La pared que tengo delante me sirvió en ocasiones para tener una idea aproximada de la hora del día, según se iban desplazando hacia la izquierda las agujas de luz solar. Apoyo la mano en la superficie plagada de rugosidades. El contacto con las estribaciones y protuberancias del muro activa recuerdos e inventivas: una huella dejada por un pulgar cubierto de carbón, la herida poco profunda que dejó un mueble al ser desplazado, o la afilada línea de sombra de una zapatilla de deporte. Azabaches, pardos, ocres y sienas. En aquel lugar me apoyé para rascarme la espalda. Arriba, cerca del techo alto, quise practicar un agujero para colgar un cuadro. Al descubrir el agujero del salón pensé que el anterior inquilino había cometido el mismo error que yo tratando de agujerear un muro de carga, y que el cuadro tenía la función de cubrir el desastre. Pero no es este un agujero provocado, no es como el que haría yo.
Pintar antes de marcharme fue una iniciativa que fui cargando de promesas y luego vacié por medio de excusas. Llegué a convencerme de lo apropiado de conservar los detalles impregnados, dejarlos a modo de pistas para el siguiente inquilino. Desde mi perspectiva, era el recuerdo el que unía los detalles, era la memoria la que me acusaba de ser perezoso.
El suelo retumba a cada paso. La estructura del edificio lleva soportando, desde la posguerra, las pisadas continuas de entre ochenta y cien cuerpos. Creo que de ahí viene mi costumbre de arrastrar los pies. A diferencia de la tarima desvencijada de mi piso, la arena de playa proporciona una resistencia muy estimulante. Las dunas cambian y con ellas quienes las contemplan. Incluso el asfalto de una calle desierta puede despertar cosas buenas en un corazón dispuesto. Sólo se conoce en profundidad una vida si uno se desorienta en sus calles principales, si se rinde a la rutina del peatón.
Los objetos de mi piso se desplazan solos: cae la penumbra y van adonde quieren. Estoy intranquilo, así que bajo un momento a la calle. Confío en que dando un paseo corto pensaré con más claridad. En realidad no queda nada por hacer, salvo averiguar qué pasa con mis maletas, pero el torrente de ideas en mi cabeza no se detiene.

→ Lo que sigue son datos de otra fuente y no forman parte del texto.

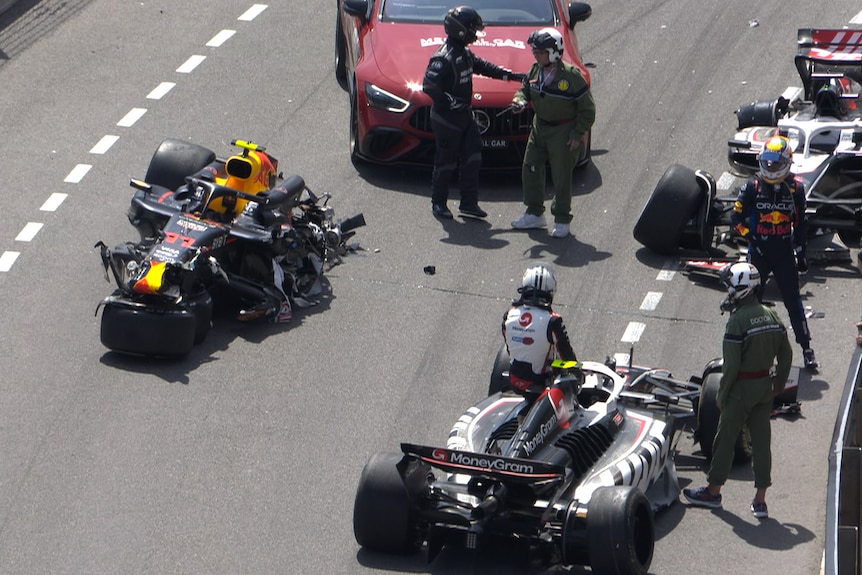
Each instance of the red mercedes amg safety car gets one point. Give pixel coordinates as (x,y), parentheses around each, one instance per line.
(382,48)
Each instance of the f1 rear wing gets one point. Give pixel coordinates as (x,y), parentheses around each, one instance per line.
(823,53)
(484,464)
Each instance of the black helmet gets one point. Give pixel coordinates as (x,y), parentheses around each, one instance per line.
(462,23)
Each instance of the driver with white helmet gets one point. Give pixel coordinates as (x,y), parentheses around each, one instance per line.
(534,332)
(770,213)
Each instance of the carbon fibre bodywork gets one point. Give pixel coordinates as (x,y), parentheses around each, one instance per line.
(588,460)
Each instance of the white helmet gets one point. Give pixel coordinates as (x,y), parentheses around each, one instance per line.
(547,39)
(775,159)
(742,279)
(539,282)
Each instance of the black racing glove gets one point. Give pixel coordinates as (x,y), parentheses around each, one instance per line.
(801,261)
(457,104)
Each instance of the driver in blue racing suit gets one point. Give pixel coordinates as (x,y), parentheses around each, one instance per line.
(770,213)
(534,332)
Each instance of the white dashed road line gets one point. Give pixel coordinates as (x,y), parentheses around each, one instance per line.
(633,332)
(77,174)
(8,258)
(28,232)
(651,301)
(53,202)
(191,64)
(252,12)
(220,38)
(133,116)
(159,91)
(104,144)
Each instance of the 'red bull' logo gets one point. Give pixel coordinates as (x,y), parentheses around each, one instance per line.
(774,223)
(775,218)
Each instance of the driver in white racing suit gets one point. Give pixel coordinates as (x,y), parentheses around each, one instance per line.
(534,333)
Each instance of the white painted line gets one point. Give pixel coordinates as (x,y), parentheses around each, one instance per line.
(133,116)
(667,271)
(633,332)
(726,181)
(220,38)
(160,90)
(77,174)
(104,144)
(7,259)
(191,64)
(28,232)
(53,202)
(252,12)
(651,300)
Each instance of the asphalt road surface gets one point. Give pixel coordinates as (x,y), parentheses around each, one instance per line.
(244,457)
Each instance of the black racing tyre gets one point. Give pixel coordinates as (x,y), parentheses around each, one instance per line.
(148,331)
(176,159)
(620,531)
(675,200)
(382,515)
(699,232)
(708,414)
(760,113)
(500,373)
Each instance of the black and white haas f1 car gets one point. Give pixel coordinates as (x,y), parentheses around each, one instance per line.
(215,228)
(576,476)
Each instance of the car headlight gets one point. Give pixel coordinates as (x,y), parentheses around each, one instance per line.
(383,100)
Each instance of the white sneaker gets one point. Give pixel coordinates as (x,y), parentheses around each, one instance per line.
(560,230)
(529,222)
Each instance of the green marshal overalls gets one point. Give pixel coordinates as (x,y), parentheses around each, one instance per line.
(753,340)
(564,110)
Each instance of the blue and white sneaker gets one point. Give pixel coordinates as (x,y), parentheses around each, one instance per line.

Nadie me mira a los ojos porque soy invisible. El cielo tiene la textura de una bebida tropical. Un níveo resplandor detrás de los edificios recuerda la atmósfera de una película bélica. Los letreros luminosos, las voces alzadas, las marquesinas, el temblor del metro bajo los pies, forman un barullo que de un modo inexplicable me ofrece cierta paz. Si hoy hubiera partido, los hinchas del equipo local completarían este paisaje urbano con bufandas de rayas y gritos estridentes, lanzando botellas de cerveza fría a las fuentes cortadas por culpa de la última sequía.
La manzana donde se encuentra mi edificio está dividida por una calle estrecha. Por este pasaje recorro un túnel abierto que me aísla del estruendo del tráfico exterior y accedo a mi portal. Me gusta la sensación de dejar atrás un ruido continuo, cada vez más molesto, y quedarme solo con la compañía del eco de mis pasos. Hay a quien le resulta incómodo ese cambio tan drástico de una calle principal a una callejuela que, además, suele estar a oscuras. Cuando me trasladé aquí, era común que me diera la vuelta cada vez que escuchaba un sonido que no identificaba de inmediato. Con el tiempo he ido memorizando la gama de resonancias de mi calle. A la salida o entrada del portal, distingo por los cambios de temperatura la calidad del aire y el punto cardinal de procedencia de las rachas de viento. Creo que conozco bien el lugar donde vivo.
El vecino de enfrente enciende la luz del salón y luego la apaga. La enciende por segunda vez y su silueta se agranda al acercarse a la ventana. Desde abajo parece que está buscando mi ventana, pero hace un gesto de despedida a otra persona y luego cierra las cortinas. La luna menguante me recuerda que el día finaliza, y que por más que corra no podré recuperarlo.